Back to seventies. À l’époque les deux marques, rendez-vous compte, rouge et jaune, sont déjà là. Les reflex sont déjà très évolués, ils sont équipés d’une cellule qui mesure l’exposition TTL, through the lens, alors qu’avant, il fallait analyser la lumière avec un posemètre et les erreurs dramatiques que ça pouvait entraîner. Parce que la lumière, ça voyage vite, c’est très changeant, ça peut évoluer de manière radicale d’un point A à un point B. Alors une cellule capable de mesurer l’exposition d’un lieu éloigné, rien que ça c’était un immense pas en avant. En revanche, pour la mise au point, il fallait faire confiance à son œil et pour le reste c’était à la main. En clair, si on n’avait pas pigé l’adéquation entre l’ouverture du diaphragme et la vitesse à laquelle le rideau s’ouvre et se ferme pour exposer la pellicule, on était aux fraises ! La pellicule, quant à elle en ces temps reculés, affichait sa sensibilité à la lumière en ASA (American Standards Association), avant d’être remplacé à la fin des années 80 par la norme ISO. Bref, ASA ou ISO, c’était pareil. Quand on avait choisi de commencer à une certaine valeur, on était condamné à finir. Cela dit, avec des pellicules standards de 36 poses, on arrivait rapidement au bout. C’était comme ça avant, mais ça, c’était le avant. T’avais pas franchement le choix, ou tu comprenais comment ce bouzin fonctionnait et tu sortais du matos potable ou tu étais à côté de tes pompes. Comprenons-nous bien, je n’ai aucune nostalgie de cette époque. Je suis le premier à trouver pratique le mode autofocus (quand il fonctionne) et à savourer le fait de pouvoir commencer un travail à 100iso et de pouvoir faire évoluer la sensibilité selon le besoin. En revanche, le truc sur lequel je ne transige pas, vieille réminiscence de mon passé, c’est le mode manuel. Caprice de diva ?

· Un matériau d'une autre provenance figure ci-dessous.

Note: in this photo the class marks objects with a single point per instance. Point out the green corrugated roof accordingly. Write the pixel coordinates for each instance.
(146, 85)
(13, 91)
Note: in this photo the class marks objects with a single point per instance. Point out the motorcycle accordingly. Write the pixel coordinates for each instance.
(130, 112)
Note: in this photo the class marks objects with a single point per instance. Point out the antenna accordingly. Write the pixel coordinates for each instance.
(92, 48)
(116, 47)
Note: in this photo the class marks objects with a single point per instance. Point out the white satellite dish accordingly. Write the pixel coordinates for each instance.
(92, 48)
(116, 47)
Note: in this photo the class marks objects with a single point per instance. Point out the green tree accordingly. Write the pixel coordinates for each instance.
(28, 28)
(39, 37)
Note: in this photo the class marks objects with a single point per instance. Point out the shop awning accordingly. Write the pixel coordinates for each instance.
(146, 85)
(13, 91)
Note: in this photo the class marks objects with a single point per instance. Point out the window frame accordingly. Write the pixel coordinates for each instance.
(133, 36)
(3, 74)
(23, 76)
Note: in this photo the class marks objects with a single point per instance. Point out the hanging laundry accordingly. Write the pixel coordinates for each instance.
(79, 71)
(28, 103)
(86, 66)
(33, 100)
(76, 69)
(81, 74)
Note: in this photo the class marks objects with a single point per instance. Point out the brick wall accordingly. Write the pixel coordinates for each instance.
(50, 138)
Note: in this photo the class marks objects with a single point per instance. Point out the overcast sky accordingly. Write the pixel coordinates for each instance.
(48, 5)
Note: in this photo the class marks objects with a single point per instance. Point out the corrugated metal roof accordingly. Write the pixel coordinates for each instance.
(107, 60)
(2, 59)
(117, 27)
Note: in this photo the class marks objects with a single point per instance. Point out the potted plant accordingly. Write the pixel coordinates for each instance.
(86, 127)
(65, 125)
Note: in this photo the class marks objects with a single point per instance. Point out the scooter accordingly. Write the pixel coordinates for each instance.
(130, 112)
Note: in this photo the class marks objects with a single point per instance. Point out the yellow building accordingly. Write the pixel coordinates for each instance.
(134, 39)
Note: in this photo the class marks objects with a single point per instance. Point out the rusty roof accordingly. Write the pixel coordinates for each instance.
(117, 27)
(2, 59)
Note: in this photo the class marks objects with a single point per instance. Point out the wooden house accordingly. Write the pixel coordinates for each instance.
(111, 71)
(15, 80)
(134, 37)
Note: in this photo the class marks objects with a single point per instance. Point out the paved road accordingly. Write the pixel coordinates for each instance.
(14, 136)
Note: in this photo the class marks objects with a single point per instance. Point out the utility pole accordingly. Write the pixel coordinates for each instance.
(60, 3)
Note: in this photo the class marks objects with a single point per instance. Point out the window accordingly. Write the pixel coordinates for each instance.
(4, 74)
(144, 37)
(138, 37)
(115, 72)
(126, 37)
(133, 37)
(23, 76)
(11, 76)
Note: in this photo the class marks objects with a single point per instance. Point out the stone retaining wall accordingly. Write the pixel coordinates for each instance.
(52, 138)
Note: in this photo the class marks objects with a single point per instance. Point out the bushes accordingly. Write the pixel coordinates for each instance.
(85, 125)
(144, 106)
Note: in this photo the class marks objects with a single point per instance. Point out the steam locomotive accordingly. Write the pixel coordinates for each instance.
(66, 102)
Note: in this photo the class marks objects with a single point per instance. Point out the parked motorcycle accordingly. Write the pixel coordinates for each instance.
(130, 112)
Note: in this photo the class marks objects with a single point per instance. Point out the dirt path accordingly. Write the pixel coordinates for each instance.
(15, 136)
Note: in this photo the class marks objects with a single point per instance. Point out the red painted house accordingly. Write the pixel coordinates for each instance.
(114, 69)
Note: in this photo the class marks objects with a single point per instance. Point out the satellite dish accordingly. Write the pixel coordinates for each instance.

Non. Pour moi, je l’ai dit et répété, quand j’ai mon Nikon D4 entre les mains, le capitaine, celui qui dit où on va et comment on y va, c’est moi. Ici pas question de ghost in the shell. Si mon viseur indique que je suis sous-ex et que je déclenche, c’est mon problème. Si je décide de bosser à f7 plutôt qu’à f2 c’est parce que je l’ai décidé en conscience. Je ne supporte pas l’idée de travailler autrement, mais encore une fois, chacun voit midi à sa porte. Je me souviens d’avoir croisé un photographe de renom qui avait, à l’époque, acheté un reflex Nikon haut de gamme et quelques optiques sublimes (toute la collection f1,4 excusez du peu). Alors que je lui demandais innocemment dans quel mode il travaillait, il avait lâché, brut de décoffrage : « en mode programme. Maintenant les appareils sont assez évolués pour se démerder à produire une image correcte alors je vois pas pourquoi je continuerais de m’emmerder avec tous ces réglages ! » Et pourtant ce gars venait de l’argentique, mais il avait fait son choix et je ne lui jette pas la pierre. Encore une fois il n’y a pas de règle et l’aristocratie du mode M est une foutaise, ça n’existe pas. On n’a pas à se sentir meilleur parce qu’on utilise le mode manuel, de la même manière qu’on n’a pas à se sentir inférieur ou à développer un complexe d’infériorité parce qu’on utilise un mode semi-automatique. Récemment un photographe m’a demandé si j’utilisais le mode iso automatique. J’ai d’abord cru à une blague ou une ironie de second degré, mais non, la question était sérieuse. Mon interlocuteur ne comprenait pas comment il est possible de réaliser un cliché en mode manuel dans des conditions de lumière changeante comme le concert. En fait je pourrais volontiers retourner la question, tant pour moi (j’insiste sur le moi), il n’est pas possible de réaliser un bon cliché en concert en étant en priorité ouverture (ou vitesse). Est-ce pour autant que je conseillerais à un photographe débutant d’utiliser le mode M ? Sûrement pas.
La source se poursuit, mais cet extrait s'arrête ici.